Debito, Italia
malata d’Europa

Con il differenziale sui titoli di Stato tedeschi a oltre 300 punti si smette di giocare. Sino ad ieri si pensava che il deficit con il rilancio al 2,4% una copertura ce l’avesse: la necessità della Germania di non perdere l’Italia. Ma ora è chiaro che la nebulosità delle «riforme strutturali» e una spesa corrente non in calo portano al declassamento delle agenzie di rating. Il piano, a suo tempo elaborato dall’attuale ministro agli Affari europei Paolo Savona, prevede una possibile strategia di uscita dall’euro.

Ufficialmente il governo per bocca del presidente del Consiglio Conte e dei ministri finanziari non lo evoca e esprime il forte desiderio di restare nella moneta unica. Ma è evidente che la rotta tracciata porta alla collisione. Da qui le due opzioni: o i partner dell’Eurozona vengono incontro alle richieste del governo italiano oppure lo lasciano nell’emergenza finanziaria.
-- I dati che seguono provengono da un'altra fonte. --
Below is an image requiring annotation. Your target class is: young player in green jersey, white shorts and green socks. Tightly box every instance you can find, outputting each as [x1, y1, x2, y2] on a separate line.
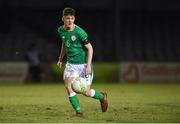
[57, 8, 108, 115]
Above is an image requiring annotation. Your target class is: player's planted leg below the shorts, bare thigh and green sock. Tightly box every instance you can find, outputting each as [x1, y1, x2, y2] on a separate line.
[65, 78, 81, 115]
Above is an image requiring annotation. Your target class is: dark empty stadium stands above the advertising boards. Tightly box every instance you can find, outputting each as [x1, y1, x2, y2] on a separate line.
[0, 0, 180, 83]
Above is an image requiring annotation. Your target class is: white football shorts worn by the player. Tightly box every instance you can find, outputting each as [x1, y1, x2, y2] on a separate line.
[63, 63, 94, 85]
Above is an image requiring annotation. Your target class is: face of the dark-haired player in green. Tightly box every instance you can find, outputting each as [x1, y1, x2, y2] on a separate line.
[62, 15, 75, 30]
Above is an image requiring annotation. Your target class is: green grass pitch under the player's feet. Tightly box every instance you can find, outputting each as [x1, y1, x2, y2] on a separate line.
[0, 84, 180, 123]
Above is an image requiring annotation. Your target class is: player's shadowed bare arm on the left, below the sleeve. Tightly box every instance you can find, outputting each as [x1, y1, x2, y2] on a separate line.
[57, 42, 66, 68]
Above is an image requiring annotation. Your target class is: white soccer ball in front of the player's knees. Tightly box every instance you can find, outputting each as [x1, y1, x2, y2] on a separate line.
[72, 77, 87, 93]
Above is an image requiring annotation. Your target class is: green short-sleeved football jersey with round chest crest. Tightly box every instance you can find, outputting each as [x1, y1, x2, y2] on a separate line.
[58, 25, 88, 64]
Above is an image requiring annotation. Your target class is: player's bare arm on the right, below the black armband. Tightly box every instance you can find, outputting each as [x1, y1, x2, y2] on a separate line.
[84, 42, 93, 75]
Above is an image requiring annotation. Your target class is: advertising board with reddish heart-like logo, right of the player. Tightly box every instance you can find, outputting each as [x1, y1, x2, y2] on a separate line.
[119, 62, 180, 82]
La seconda possibilità è la più probabile.

Diversamente dalla Grecia il governo italiano non si lascerà imporre le sanzioni draconiane che hanno accompagnato la crisi di debito ellenica. Vorrà far pagare ai partner e in particolare alla Germania i costi della deflagrazione dell’eurozona. Con le ossa rotte dei suoi risparmiatori dilapidati dalla crisi valutaria ma pur sempre con il gusto di poter dire: non ho perso solo io, anche tu le hai prese. Ed è qui il crinale: è disposta la Germania a far saltare l’eurozona e con essa l’Unione Europea? L’export della Germania verso i Paesi dell’Unione Europea, secondo i dati dell’Ufficio statistico federale, ammonta per il 2017 al 58,6% di tutte le esportazioni tedesche. L’Europa resta centrale. Qual è il prezzo che i tedeschi sono disposti a pagare per mantenere questa centralità? È bene non farsi illusioni al riguardo. Il piano abbozzato a suo tempo dall’ex ministro delle Finanze Schäuble prevede l’isolamento del Paese infetto e il rafforzamento della rete economica europea circostante. Paesi come l’Olanda che ha un interscambio commerciale con Berlino superiore a quello italiano (nel 2016, 162,6 miliardi contro i 113,2 dell´Italia) non lasciano sola la Germania e lo stesso dicasi per tutta la cintura orientale: Polonia, Repubblica Ceca, Slovacchia, Ungheria, Austria con la Finlandia a nord. Sono loro i Paesi che traggono i massimi vantaggi dalla forza dell’export made in Germany. In caso di stagnazione dell’economia tedesca, simulata al 2020, la Slovacchia avrebbe un calo del Pil dello 0,7% seguita dall’Ungheria con oltre lo 0,5% e via gli altri a seguire (vedi dati Prognos Ag 2018). Orban grida contro Merkel ma vive all’ombra tedesca. Tutto questo spiega la connivenza tombale sul superamento del limite del 6% dell’export operato dai tedeschi contro le regole dell’Ue. La Francia a sua volta si accontenta, come fa ormai da qualche lustro, di giocare il ruolo di primattore senza esserlo.

Berlino ha capito e lascia fare. In Portogallo un governo con ricette di sinistra è riuscito a superare la crisi ed è sulla via della crescita senza rompere sui conti, mentre la Spagna nel 2017 ha superato l’Italia nel Pil pro capite (dati di aprile 2018 del Fondo monetario internazionale). Difficile che entrambe si espongano a rischio contagio. È l’Italia il malato d’Europa. Metterla sul piano economico per il governo italiano quindi non può portar bene. L’unica carta a disposizione è quella politica. Ed è la partita che si sta ora giocando. Si pensa alle elezioni europee e si spera di rovesciare il tavolo. In un’Europa sovranista Salvini e Di Maio avrebbero una platea internazionale e maggior peso. Ma con quali costi per i risparmiatori? Per l’Italia anche senza Bruxelles che impone decimali, non cambia nulla: resta un Paese ad alto debito e a rischio default.